The nice thing about cool mornings is that no one else is out riding, so we spend time in freshly worked arenas. Since I only have our hoofprints to contend with, it's easy to see where I'm giving up the outside aids or letting my mind wander and not even trying to go straight. Although Cuna isn't a bendy horse, he does require me to ride him straight from my leg every stride or we just make squiggles.


The Cuna history hunt goes on. No definitive leads yet, but I have inquiries out and some helpful blogger friends. I'm sure we'll find something.

Tuesday, October 2, 2012

Confessions of an OCD OTTB Owner

I'm sick. Sick enough that riding even the world's most dependable and awesome Cunafish sounded like a terrible idea, but not so sick I feel compelled to call upon the medical profession. Where does that leave me?

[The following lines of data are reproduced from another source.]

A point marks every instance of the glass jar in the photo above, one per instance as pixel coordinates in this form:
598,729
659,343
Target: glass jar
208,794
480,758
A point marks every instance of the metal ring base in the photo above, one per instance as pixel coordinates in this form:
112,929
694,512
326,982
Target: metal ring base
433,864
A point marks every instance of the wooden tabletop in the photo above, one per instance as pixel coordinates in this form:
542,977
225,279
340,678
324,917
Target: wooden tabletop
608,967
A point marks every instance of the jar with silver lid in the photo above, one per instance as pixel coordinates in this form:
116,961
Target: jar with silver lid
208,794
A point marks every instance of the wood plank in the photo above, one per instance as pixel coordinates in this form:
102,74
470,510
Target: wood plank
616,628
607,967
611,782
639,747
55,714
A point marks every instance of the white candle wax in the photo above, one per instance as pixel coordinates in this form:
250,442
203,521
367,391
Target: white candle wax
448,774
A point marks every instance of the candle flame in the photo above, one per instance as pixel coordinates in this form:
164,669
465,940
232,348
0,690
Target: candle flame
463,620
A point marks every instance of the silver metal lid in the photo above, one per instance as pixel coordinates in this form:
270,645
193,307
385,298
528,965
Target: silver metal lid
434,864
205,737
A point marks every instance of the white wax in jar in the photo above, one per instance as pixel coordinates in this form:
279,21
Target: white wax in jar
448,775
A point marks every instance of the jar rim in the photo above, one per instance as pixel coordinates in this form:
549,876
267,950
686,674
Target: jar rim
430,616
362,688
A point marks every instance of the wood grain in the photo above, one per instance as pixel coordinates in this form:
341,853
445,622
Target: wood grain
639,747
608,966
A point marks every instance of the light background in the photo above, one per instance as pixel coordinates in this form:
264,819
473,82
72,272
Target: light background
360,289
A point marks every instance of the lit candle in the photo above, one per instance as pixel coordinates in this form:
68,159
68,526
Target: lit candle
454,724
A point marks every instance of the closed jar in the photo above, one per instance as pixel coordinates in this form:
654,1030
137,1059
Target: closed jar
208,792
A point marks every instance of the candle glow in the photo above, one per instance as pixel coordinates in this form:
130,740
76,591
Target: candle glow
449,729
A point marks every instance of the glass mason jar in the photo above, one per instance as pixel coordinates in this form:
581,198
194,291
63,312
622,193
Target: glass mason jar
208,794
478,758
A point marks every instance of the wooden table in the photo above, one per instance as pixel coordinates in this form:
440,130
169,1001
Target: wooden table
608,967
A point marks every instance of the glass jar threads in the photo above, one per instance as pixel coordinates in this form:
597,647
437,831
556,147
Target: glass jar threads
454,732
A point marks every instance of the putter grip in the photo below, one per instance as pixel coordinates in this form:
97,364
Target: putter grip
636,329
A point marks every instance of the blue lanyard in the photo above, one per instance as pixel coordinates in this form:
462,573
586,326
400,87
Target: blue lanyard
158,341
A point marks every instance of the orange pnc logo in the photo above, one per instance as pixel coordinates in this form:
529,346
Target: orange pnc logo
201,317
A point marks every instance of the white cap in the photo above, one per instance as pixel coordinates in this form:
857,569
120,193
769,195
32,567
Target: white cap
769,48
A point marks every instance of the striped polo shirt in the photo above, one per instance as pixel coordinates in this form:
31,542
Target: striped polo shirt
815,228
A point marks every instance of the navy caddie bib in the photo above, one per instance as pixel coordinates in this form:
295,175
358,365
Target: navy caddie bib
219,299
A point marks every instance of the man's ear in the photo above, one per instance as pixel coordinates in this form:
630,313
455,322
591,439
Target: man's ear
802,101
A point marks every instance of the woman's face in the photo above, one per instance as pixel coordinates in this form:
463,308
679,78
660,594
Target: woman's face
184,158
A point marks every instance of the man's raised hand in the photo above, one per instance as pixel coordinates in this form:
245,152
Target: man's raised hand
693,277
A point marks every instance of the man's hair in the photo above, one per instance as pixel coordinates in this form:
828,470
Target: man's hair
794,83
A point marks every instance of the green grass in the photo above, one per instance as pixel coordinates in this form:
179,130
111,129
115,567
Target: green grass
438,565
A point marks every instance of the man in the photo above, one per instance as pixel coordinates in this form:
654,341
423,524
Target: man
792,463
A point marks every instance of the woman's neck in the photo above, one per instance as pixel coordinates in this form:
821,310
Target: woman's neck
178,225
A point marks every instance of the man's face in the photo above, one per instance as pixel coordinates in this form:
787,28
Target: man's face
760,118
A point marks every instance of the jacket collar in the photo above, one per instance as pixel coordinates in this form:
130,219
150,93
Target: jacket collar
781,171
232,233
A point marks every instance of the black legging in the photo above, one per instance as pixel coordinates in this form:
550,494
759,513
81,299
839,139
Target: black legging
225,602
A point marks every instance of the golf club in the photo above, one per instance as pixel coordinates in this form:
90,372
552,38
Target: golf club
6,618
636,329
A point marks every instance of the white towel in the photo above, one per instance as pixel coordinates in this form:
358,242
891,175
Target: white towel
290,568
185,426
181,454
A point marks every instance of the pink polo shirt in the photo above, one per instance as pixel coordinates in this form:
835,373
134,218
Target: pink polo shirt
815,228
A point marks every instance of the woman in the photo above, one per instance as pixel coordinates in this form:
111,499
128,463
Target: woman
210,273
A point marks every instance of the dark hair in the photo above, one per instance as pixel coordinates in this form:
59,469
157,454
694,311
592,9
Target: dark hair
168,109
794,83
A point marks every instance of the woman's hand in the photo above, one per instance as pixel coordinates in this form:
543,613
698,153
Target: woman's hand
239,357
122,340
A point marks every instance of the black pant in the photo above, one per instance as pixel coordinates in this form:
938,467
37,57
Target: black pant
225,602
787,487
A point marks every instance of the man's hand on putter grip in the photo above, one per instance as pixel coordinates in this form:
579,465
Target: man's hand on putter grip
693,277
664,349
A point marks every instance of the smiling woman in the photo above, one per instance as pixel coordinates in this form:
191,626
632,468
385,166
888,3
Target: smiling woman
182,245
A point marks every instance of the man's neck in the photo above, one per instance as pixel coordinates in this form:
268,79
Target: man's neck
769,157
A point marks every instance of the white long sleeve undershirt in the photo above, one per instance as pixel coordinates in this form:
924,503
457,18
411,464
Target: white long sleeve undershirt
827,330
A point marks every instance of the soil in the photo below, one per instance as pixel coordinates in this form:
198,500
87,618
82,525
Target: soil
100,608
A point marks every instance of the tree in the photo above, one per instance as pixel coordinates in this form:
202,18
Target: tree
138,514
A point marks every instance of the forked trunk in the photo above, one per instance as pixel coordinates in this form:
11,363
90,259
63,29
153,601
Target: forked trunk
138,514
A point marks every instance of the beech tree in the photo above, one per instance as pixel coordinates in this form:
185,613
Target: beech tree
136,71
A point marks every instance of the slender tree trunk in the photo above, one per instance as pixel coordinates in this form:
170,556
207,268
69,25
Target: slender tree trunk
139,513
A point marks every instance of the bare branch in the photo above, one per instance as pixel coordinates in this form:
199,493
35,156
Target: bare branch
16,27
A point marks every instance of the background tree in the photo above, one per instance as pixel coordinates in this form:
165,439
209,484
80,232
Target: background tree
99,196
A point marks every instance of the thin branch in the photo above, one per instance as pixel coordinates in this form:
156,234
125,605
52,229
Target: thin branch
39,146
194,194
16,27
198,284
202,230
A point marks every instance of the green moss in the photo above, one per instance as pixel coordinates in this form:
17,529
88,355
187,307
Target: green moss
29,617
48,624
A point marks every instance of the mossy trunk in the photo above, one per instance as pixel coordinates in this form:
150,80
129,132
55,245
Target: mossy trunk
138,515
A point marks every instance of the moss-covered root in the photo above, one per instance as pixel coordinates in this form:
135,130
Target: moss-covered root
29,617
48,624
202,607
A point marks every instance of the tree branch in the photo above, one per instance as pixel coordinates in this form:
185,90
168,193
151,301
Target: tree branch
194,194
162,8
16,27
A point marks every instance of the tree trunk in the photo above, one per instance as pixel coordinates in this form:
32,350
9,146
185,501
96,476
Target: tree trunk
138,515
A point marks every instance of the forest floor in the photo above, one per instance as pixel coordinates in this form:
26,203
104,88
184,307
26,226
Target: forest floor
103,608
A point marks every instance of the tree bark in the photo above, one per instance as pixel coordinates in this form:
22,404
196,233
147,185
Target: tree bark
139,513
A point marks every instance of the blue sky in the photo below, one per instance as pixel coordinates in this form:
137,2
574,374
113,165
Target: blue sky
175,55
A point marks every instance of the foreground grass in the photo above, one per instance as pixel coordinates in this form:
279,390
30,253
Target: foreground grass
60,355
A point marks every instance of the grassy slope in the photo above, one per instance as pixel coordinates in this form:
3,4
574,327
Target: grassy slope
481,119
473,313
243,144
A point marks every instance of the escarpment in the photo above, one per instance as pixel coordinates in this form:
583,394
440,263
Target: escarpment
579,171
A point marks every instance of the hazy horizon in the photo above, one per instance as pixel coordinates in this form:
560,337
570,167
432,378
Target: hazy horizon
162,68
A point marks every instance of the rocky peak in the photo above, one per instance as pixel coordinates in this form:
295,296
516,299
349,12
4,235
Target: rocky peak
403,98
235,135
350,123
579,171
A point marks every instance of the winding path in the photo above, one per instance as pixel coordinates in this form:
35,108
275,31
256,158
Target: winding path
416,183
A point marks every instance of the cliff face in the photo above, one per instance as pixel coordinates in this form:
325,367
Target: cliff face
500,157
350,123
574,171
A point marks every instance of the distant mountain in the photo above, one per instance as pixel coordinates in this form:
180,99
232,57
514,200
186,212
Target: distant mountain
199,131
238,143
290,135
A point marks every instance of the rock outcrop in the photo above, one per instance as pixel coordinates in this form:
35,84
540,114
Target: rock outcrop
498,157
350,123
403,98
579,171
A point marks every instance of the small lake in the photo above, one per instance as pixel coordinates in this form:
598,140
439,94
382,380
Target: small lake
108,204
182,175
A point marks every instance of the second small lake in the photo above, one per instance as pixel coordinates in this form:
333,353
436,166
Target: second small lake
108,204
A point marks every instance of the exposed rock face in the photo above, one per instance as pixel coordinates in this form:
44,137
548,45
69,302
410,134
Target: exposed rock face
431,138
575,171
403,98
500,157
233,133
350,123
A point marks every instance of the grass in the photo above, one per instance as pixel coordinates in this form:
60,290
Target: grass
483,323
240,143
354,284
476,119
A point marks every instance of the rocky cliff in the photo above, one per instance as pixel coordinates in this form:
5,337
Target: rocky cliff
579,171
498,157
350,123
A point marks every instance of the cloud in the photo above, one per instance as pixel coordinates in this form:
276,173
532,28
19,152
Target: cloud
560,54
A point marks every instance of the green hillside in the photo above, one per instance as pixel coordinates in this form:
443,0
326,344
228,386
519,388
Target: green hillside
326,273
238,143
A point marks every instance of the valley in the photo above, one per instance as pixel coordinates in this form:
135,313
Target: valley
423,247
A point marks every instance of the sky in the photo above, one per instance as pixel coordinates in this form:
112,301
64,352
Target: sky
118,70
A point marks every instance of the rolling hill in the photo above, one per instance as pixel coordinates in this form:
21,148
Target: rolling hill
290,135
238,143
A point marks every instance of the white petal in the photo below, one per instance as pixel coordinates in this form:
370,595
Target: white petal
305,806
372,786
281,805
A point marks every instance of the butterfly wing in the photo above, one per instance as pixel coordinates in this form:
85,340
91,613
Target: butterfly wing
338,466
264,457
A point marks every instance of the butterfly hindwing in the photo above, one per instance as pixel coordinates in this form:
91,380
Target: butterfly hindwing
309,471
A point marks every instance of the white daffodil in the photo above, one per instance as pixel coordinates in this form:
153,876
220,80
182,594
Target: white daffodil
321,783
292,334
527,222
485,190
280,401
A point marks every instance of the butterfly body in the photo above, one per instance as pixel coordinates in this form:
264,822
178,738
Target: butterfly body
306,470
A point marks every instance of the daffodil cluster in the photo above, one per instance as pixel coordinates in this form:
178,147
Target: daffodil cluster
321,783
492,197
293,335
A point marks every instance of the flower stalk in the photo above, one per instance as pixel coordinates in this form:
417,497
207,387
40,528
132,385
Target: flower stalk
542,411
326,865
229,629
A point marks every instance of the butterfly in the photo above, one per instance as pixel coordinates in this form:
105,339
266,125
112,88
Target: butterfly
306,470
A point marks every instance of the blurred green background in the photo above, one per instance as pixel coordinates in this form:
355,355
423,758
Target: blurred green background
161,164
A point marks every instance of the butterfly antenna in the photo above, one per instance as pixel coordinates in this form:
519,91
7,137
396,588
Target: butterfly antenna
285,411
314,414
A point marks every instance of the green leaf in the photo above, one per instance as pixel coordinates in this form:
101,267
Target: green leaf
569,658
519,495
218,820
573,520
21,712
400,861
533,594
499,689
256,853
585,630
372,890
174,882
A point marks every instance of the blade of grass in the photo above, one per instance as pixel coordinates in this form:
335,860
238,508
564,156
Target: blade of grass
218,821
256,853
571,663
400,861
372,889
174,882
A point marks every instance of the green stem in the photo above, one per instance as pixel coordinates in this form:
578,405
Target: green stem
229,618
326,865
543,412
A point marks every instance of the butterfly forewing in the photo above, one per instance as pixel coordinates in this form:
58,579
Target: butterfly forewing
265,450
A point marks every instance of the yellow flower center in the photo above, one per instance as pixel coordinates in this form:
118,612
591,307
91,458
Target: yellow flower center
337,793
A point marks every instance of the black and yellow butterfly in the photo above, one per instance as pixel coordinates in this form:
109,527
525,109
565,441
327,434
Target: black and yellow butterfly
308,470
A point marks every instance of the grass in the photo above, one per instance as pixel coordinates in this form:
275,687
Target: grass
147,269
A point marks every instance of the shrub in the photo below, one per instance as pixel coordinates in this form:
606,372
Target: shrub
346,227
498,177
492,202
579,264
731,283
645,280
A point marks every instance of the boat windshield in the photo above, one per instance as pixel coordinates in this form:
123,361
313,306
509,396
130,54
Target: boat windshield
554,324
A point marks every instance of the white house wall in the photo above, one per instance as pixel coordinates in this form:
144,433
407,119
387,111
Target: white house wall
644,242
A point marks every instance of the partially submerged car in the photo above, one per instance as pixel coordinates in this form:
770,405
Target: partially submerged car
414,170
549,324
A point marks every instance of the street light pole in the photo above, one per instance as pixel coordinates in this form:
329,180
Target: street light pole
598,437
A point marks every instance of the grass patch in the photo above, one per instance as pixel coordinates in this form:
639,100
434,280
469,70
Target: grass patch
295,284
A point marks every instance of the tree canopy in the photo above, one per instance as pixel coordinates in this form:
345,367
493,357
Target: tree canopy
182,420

Compiling a spreadsheet of every race Cuna ever ran, his trainer/owner/rider/results, and any relevant notes. I'm hoping to track any trends in his career and see how consistently he was handled and owned. Maybe I'll be able to break something loose that will lead me further back in his career to PICTURES(!!) of course. 

Oh, and Johnson-DeHority Enterprises, Inc., I'm looking for you. It's a Texas-based corporation that bred Cuna. I somehow need to find them because I think they're the key to giant red baby bambi pictures. Any ideas?

Because who doesn't want to see his baby pics?

Monday, October 1, 2012

Checking In

I took a weekend away from all things horsey. While it was lovely (and I got to go to a dog show, so fun!), I woke up this morning with a sore throat and a car that's overheating again. Good thing I'm all happy and relaxed and coping better now.

I'm supposed to have a lesson tomorrow (I think) and hopefully then I can get some solid feedback on the whole "I'm-asymmetrical-and-my-horse-is-suffering" thing I'm worried about and then we can jump over stuff because I'm getting tired of flatwork with stirrups.

In the mean time, I'm playing with my super awesome old man horse and enjoying the beginnings of fall.